Oppenheim's "International Law" goes even further. He takes the position that if a government knew of activities  which violated international legal norms and did not suppress those activities then that state is responsible for those actions and anyone or anything belonging to that governmental authority may be the target of a reprisal other than individuals of the delinquent state living abroad and public debts owed by that state. He goes on to write that "…when a State is informed of a threat, and the danger can be removed through an appeal to the authorities of the neighbouring country or international authorities, no case of necessity has arisen. However if such an appeal is fruitless or not possible, or if there is danger in delay, a case of necessity arises and the threatened State is justified in invading that country and neutralizing the threat."

Derek Bowett in "Self-Defence in International Law" concludes that "The right of self-defence is common to all systems of law. as a legal concept its function and its scope may well vary with the degree of maturity attained by the system of the law in which it finds a place. In any immature system of law, where there is absent any centralized machinery for the enforcement of the law and the protection of the rights of individuals, or where such machinery is inefficacious or dilatory in securing those ends, the need to allow action by those whose rights and security are endangered by a breach of the law  in order to protect  their rights and security by their own action is obvious."
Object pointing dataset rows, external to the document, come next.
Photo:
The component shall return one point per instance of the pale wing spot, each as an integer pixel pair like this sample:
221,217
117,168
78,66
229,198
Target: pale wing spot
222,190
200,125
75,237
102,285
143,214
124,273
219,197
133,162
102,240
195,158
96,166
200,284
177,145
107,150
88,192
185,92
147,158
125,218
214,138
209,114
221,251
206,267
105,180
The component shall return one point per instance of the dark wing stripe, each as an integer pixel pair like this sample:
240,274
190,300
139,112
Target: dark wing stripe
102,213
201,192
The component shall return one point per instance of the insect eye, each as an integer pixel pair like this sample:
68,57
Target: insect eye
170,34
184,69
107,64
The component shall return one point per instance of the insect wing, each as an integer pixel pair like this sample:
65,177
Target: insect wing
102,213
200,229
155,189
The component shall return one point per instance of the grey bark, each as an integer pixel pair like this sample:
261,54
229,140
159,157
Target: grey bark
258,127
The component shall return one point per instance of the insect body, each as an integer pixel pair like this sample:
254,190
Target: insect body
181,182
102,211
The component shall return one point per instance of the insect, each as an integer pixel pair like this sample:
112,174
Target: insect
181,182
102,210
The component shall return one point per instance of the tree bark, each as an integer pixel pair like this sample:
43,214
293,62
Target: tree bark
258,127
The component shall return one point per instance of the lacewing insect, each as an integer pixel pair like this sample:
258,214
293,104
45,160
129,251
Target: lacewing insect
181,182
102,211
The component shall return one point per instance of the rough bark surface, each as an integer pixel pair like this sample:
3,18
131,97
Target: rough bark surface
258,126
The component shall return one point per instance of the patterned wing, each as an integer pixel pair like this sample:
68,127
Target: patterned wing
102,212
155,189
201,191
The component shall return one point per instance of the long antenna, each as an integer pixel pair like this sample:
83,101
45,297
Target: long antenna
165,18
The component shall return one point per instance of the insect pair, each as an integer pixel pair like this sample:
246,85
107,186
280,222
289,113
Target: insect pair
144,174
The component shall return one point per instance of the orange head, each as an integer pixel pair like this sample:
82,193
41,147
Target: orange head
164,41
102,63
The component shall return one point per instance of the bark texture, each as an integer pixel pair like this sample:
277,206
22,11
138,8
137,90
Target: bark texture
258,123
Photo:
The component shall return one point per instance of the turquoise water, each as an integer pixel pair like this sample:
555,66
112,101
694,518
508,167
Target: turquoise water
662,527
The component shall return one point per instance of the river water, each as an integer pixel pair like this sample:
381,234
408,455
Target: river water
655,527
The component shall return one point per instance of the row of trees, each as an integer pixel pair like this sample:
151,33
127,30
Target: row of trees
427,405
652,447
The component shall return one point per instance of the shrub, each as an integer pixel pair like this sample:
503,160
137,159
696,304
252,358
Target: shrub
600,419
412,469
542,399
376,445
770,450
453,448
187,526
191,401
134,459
Robert Tucker in "Reprisals and Self-Defense" writes that though the U.N. has  attempted to discourage armed response, the functional equivalent of such measures are permitted as self-defense and that the U.N.'s own definitions of the latter term include all measures necessary for the protection of a state's territorial integrity and any other interests making up the state's security. Tucker is clear that certainly under customary standards, but even under U.N. definitions, armed response can be utilized as self-defense in response to threats  quantitatively and qualitatively different than a traditional invasion by one state of another. Tucker's classic example of this is the  U.S. blockade of Cuba where america justified resort to forceable measures  and invoked the self-help doctrine of self-defense even though neither the Soviet Union nor Cuba had technically violated any norm of international law.

In our current Mid-East Crisis we have considerable violations by Lebanon, Hezbollah and Hamas of both customary and treaty law.

Finally, due to Canada's sponsorship of the International Commission on State Sovereignty and Intervention (ICSSI) we have yet another dimension to  "self-help", that being the "responsibility to protect". Two successive Canadian administrations have embraced and endorsed this ICSSI doctrine. a doctrine which not only obligates a state to protect its own citizens against attack as Israel is doing, but goes further and imposes on obligation on the family of nations to protect any population that has been the victim of aggression and violence by its own leaders within its own borders over-riding the ancient Westphalian standard of physical borders being sovereign and sacrosanct.

arbour's ignorance of the international legal order makes her, and her modern-day colleagues, unworthy heirs of the founders of the United Nations who dreamed of determined united defiance against tyrants and tyranny. Sadly, there are times when there is a critical and compelling imperative to assault. The future of the free world cannot be allowed to be compromised or cudgelled by today's fey and feckless United Nations functionaries always ready to protect the right of failed states right to be wrong.  If Louise arbour cannot understand that, she, and the UN, should find another world to be part of.